Model guidance has remained consistent, forecasting the North Atlantic Oscillation and Arctic Oscillation to simultaneously be in their negative phases next week, and the Pacific North American Pattern to go positive.
What it means:
The change of the aforementioned teleconnections means; a change to a pattern that will result in frequent insertions of arctic air, and periods unsettled weather, across Eastern and Central portions of the country is likely to take occur next week.
This is because in this kind of setup, ridging is favored over the Western half of the country and over the Icelandic Region, which results in troughing over the Eastern and Central halves of the country.

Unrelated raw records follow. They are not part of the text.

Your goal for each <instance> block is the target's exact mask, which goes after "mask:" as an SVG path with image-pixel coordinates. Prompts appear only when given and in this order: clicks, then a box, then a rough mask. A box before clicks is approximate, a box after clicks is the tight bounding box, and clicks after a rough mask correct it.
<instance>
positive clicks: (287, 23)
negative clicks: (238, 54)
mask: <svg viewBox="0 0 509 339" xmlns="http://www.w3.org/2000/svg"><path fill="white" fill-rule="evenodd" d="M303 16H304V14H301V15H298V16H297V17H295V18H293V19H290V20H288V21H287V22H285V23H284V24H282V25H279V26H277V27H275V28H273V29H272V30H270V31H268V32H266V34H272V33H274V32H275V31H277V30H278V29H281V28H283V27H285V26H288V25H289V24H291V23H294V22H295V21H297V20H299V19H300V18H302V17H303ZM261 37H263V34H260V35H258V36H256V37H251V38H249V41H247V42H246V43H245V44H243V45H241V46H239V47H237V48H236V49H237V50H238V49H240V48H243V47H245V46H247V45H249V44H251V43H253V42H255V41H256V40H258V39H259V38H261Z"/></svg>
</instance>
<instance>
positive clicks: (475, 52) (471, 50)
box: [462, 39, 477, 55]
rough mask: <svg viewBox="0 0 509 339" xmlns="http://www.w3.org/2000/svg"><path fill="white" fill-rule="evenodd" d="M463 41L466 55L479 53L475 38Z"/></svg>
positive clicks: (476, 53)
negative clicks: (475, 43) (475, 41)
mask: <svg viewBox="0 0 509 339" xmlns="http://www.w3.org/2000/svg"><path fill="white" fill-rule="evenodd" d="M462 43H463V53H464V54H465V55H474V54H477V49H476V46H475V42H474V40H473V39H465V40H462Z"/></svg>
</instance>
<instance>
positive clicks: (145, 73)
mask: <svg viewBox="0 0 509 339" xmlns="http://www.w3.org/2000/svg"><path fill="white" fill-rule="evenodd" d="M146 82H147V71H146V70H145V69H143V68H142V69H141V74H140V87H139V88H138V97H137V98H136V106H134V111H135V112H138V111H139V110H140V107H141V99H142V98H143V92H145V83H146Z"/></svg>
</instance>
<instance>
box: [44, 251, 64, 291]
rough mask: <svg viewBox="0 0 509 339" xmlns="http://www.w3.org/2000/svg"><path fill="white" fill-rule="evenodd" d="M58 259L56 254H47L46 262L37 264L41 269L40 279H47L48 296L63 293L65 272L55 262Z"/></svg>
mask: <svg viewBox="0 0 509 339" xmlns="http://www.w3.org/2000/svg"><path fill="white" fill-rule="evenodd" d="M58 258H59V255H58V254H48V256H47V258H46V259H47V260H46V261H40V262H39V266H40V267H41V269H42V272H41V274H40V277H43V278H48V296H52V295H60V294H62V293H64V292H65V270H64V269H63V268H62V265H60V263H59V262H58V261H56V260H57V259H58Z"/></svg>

Based on current model guidance, it appears this flip in the large-scale pattern will occur next week.
A fairly strong upper-level trough is likely going to dig southward into the Central/Eastern part of the country early to mid week this upcoming week (Tuesday-Wednesday), and bring a sweeping cold front east.
Unsettled, wet, and stormy conditions will be likely from East Texas to the Florida Panhandle along and ahead of the front, though no severe weather is anticipated.
Then, late next week (Wednesday – Friday) a very cold air-mass — more than likely the coldest of the season so far — will push in after the passage of the front, which will cause temperatures to nosedive.
How cold will it get?
It is still a bit too early for to know exactly how low temperature will plunge late next week; however, it is almost certain that they will drop well below average.
Current guidance suggests freezing or sub-freezing temperatures could occur as far south as parts of the North-Central Gulf Coast Friday night into Saturday morning. However, there is still some uncertainty.
How long will it last?
It is not clear how long this pattern change will last. Although, the latest guidance indicates that it might last into at least the end of this month.